With two wins earlier in 2016, Spieth had already enjoyed the kind of season any touring professional would be proud of.
But he knows what a second triumph in Sydney could mean after he took the momentum of his 2014 Australian Open victory into the Hero World Challenge where he recorded a 10-stroke win, and then powered to one of the most memorable seasons on record.
"I hope to take this into a couple of weeks from now, improve on areas that need improvement and sustain what was solid," Spieth said Sunday evening.
"From there, then address what the goals are for the next year. I'm not exactly sure yet, that's normally what we do in the month of December is figure out what we're looking forward to in 2017.
"But I think a lot can be drawn back on 2014 into '15. So it's really nice to, again; the way we played the playoff I think is going to do wonders for me. I've been in a little bit of a stall hitting shots when they mattered.
"[At] Colonial, I saved myself with a lot of putts...to hit those two shots in there right where I wanted to hit them. And then to make the putt with it is really big going forward, and it's something I can draw on all next year is look back on the way this one was finished out."
Spieth has been constantly reminded of his meltdown at The Masters since it occurred back in April, and he was again asked about it after his victory at Royal Sydney.
While he didn't buy into talk the fashion in which the win came could help "bury" his Masters capitulation, Spieth said it augured well if a similar situation arose down the track.
"Yeah probably, it's kind of old news. Until I get back there [Augusta] again, I'm sure it will come back to me again there, I'll get plenty of questions about it then," he said.

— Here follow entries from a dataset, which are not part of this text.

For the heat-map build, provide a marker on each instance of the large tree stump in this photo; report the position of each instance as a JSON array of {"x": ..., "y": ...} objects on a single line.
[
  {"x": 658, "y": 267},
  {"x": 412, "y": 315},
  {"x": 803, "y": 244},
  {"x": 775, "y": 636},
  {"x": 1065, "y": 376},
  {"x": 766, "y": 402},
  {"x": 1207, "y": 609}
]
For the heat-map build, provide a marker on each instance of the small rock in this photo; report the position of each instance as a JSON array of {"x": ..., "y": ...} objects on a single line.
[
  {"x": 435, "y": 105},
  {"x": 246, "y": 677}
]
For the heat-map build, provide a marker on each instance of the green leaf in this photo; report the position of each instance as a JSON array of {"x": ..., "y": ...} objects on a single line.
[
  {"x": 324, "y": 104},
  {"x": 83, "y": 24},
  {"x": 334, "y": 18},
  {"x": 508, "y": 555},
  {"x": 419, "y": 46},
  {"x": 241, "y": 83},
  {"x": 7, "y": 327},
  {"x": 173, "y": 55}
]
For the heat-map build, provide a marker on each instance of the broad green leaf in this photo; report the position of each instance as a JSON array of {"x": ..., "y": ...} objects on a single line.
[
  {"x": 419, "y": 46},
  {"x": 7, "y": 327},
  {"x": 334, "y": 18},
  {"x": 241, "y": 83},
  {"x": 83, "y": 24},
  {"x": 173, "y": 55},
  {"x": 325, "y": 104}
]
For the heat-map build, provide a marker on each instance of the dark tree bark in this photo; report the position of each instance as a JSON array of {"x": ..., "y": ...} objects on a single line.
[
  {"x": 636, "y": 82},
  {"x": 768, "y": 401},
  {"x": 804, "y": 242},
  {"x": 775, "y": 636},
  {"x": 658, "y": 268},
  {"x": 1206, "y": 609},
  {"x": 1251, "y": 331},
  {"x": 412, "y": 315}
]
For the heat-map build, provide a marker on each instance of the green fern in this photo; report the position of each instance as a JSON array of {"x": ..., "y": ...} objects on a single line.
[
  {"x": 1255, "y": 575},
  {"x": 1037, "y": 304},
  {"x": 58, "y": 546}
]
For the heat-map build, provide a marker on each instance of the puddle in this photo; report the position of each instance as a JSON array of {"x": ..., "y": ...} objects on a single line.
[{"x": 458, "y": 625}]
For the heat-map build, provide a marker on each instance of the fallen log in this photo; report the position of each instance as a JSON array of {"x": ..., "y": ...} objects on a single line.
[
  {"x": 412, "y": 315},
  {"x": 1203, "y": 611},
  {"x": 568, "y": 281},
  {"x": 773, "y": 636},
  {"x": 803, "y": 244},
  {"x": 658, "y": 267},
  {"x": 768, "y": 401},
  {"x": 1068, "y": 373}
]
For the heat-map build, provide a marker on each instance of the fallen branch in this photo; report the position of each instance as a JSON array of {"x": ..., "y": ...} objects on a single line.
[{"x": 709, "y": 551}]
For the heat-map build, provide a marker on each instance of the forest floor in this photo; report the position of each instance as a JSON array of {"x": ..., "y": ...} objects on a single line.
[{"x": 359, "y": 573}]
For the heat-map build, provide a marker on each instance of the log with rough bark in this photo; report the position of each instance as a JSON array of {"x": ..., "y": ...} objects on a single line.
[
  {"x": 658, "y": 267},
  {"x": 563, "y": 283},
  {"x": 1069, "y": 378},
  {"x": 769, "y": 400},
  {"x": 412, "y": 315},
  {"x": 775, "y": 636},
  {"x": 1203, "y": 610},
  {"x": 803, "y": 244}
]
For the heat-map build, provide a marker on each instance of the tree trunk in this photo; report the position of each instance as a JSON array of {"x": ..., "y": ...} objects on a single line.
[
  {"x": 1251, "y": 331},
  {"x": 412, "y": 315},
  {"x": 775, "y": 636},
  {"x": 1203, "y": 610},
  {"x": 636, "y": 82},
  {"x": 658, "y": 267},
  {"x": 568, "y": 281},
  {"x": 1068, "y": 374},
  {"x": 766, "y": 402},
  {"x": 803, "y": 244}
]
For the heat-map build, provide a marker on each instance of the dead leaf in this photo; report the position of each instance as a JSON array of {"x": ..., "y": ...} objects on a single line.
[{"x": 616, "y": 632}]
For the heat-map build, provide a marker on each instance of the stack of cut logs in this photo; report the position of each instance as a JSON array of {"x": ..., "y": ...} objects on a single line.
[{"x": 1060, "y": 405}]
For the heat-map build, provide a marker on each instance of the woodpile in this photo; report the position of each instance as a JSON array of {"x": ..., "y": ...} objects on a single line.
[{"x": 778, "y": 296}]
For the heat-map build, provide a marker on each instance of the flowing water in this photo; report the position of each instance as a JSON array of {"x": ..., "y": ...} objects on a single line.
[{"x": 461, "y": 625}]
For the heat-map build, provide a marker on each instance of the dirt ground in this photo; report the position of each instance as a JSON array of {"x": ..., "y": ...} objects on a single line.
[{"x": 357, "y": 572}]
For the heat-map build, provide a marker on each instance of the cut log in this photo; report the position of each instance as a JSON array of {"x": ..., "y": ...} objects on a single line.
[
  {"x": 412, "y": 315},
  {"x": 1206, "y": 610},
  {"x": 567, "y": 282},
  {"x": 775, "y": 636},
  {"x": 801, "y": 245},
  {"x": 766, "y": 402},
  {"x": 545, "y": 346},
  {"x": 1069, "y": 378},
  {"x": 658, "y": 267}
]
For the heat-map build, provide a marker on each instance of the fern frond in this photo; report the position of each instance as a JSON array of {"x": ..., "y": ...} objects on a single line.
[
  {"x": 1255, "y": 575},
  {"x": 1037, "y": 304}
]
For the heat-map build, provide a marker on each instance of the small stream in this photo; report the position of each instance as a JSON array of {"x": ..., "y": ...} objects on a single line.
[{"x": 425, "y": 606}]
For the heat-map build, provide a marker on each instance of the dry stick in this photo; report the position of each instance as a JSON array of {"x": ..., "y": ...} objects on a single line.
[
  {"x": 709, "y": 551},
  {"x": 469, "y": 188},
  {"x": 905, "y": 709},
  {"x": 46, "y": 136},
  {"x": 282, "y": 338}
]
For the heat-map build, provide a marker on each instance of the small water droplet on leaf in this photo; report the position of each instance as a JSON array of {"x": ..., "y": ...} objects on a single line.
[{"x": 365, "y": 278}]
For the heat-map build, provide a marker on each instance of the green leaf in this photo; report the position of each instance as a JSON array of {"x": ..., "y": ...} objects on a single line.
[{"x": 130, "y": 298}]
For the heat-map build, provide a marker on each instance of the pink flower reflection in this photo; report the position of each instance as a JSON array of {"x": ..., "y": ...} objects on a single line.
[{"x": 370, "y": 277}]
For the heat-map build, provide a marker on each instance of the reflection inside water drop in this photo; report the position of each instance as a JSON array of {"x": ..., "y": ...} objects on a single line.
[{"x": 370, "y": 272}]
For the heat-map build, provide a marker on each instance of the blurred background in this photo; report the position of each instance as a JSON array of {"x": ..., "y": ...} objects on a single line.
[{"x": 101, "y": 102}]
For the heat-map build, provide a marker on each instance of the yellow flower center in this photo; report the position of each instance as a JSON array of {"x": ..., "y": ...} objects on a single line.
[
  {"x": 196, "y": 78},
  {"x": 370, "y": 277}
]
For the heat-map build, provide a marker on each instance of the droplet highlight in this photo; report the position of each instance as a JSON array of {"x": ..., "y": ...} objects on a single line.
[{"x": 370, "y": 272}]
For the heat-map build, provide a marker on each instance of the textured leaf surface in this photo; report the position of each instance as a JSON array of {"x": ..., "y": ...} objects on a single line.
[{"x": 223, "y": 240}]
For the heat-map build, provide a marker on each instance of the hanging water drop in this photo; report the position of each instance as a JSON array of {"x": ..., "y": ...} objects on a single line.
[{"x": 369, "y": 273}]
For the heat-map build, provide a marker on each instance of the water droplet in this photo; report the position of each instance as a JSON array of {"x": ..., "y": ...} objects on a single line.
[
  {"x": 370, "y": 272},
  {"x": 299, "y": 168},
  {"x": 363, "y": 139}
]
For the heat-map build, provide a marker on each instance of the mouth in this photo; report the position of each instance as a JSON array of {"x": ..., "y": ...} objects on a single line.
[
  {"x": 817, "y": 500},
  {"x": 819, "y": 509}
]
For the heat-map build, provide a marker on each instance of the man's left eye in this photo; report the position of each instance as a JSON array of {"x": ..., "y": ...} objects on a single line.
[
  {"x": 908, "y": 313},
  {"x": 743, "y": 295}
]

"Yeah I still had clutch swings, I just had one bad one. I didn't hit the ball at all well that week and was still leading by four or five shots with nine holes to go
"But to answer your question, it's been kind of something that, it's very difficult to do. I mean you can't practice for being very nervous; you can't get on the range and say, 'okay, get nervous' -- it doesn't work that way.
"It just comes through experience and it just seemed that my tendencies were always to get underneath the ball and miss it right. And so I just committed to my swings the last couple of times today, in that playoff, and that is tough to do when the left's trouble because you think you're going to hit it left - it's uncomfortable. But they went right on line.
"Now I know that and I think that's going to do wonders going forward."